Limitar la inmigración en Suiza no es una idea nueva ni una excentricidad pasajera. Es la reaparición de un temor histórico que ya se manifestó en los años setenta con James Schwarzenbach y su concepto de Überfremdung, el miedo a lo extranjero. Por eso, aunque la última propuesta resulte alarmante, no sorprende del todo.
Suiza plantea lo impensable: limitar la población y recortar inmigración al llegar a 9,5 millones
Aquella década quedó marcada por un pánico identitario alimentado por el crecimiento económico y la llegada masiva de trabajadores extranjeros. Surgió la convicción de que el Estado debía proteger la composición demográfica y moral del país. Esa obsesión nunca desapareció del todo y reaparece con fuerza cada vez que la población se acerca a un límite percibido.
La nueva propuesta va más allá de cuotas o visados: plantea un techo poblacional cercano a los 10 millones, con un primer umbral de alerta en los 9,5 millones. En la práctica, esto convertiría la inmigración en una variable a recortar de forma automática, sin distinguir entre refugiados, profesionales cualificados o ejecutivos, priorizando el número total de residentes por encima de cualquier necesidad económica o humanitaria.
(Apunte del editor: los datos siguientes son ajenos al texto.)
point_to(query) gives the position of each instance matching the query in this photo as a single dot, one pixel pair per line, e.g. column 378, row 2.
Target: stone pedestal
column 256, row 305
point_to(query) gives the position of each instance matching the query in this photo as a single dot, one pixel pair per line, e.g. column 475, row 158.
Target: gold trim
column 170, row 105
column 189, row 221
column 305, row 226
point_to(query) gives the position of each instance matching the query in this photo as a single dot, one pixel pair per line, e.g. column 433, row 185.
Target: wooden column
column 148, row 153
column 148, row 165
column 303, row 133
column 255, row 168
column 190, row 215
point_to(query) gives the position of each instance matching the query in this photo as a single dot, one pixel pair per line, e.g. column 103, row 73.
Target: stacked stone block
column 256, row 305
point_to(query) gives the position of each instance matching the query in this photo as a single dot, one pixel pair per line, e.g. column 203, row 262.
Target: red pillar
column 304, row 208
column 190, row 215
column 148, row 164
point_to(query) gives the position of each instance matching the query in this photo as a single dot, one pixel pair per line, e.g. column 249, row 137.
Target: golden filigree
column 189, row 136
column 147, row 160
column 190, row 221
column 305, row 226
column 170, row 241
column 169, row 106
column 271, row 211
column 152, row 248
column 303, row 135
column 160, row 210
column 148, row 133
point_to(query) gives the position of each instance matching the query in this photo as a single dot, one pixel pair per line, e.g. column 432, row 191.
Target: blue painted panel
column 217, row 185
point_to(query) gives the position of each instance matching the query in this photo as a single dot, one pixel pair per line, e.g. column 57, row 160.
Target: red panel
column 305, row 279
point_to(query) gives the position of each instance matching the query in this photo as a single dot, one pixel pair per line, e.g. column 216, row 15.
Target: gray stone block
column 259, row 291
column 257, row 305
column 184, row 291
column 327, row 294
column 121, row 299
La paradoja suiza es evidente: uno de los países más prósperos del mundo, con empresas globales y salarios superiores a sus vecinos, se ha convertido en un imán para la inmigración. El crecimiento demográfico de la última década ha alimentado la percepción de que la calidad de vida se deteriora: alquileres disparados, infraestructuras saturadas y transporte público congestionado, mientras esos mismos inmigrantes sostienen sectores clave de la economía.
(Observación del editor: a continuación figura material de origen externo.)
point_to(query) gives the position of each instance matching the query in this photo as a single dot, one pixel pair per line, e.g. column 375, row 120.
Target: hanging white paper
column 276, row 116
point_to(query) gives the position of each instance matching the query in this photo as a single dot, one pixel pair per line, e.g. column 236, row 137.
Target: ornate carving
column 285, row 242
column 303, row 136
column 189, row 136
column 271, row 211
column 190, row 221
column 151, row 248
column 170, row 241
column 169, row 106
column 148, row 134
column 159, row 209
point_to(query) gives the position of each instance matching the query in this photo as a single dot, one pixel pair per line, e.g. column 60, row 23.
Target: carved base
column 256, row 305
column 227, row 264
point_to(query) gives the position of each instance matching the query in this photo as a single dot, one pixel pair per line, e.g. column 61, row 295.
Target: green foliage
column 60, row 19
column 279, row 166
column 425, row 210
El Partido Popular Suizo propone un plan progresivo, que funciona como un interruptor de emergencia. Si se supera el umbral de 9,5 millones, las restricciones afectarían primero a solicitantes de asilo y procesos de reunificación familiar. Al llegar a los 10 millones, Suiza amenaza con retirarse de tratados internacionales considerados “impulsores de población” y abandonar la libre circulación con la UE, afectando a millones de europeos y al acceso al mercado único.
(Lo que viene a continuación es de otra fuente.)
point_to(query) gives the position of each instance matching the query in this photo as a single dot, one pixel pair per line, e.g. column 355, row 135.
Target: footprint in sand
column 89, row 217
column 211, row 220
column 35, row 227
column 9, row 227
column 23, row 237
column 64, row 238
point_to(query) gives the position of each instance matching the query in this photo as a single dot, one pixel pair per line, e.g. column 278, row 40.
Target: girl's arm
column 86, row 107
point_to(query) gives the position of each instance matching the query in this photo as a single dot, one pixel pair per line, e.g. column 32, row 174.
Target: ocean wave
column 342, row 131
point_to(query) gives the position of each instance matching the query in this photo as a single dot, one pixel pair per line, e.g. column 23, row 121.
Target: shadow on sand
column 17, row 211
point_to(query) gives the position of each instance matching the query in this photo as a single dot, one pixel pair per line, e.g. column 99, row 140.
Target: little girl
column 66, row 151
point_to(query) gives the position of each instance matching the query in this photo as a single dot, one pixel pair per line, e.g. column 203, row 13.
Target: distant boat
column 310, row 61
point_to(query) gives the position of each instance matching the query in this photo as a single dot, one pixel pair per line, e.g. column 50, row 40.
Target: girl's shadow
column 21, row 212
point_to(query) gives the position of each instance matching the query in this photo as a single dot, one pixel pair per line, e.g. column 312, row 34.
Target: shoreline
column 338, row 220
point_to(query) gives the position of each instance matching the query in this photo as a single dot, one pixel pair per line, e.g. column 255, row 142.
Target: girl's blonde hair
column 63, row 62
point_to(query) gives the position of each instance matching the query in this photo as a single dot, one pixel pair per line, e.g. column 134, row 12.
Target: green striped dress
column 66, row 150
Empresarios y lobbies advierten de los riesgos: escasez de trabajadores, envejecimiento acelerado y pérdida de competitividad. Los defensores prometen beneficios como alquileres más bajos, pero la falta de estudios y la dependencia del comercio con la UE sugieren que el remedio podría ser más dañino que la enfermedad.
Suiza canaliza estas tensiones mediante referéndums, convirtiendo inquietudes latentes en políticas concretas. Ideas extremas que en otros lugares se quedarían en el debate mediático aquí llegan a votarse, mostrando hasta qué punto una sociedad está dispuesta a sacrificar crecimiento y apertura por identidad y estabilidad percibida. El debate suizo anticipa discusiones que emergen en otros países, donde la inmigración sigue siendo un tema central. La posibilidad de una “purga” demográfica no es solo un asunto nacional: es un aviso sobre hacia dónde podrían dirigirse ciertas democracias europeas si no logran equilibrar prosperidad, cohesión social y legitimidad política.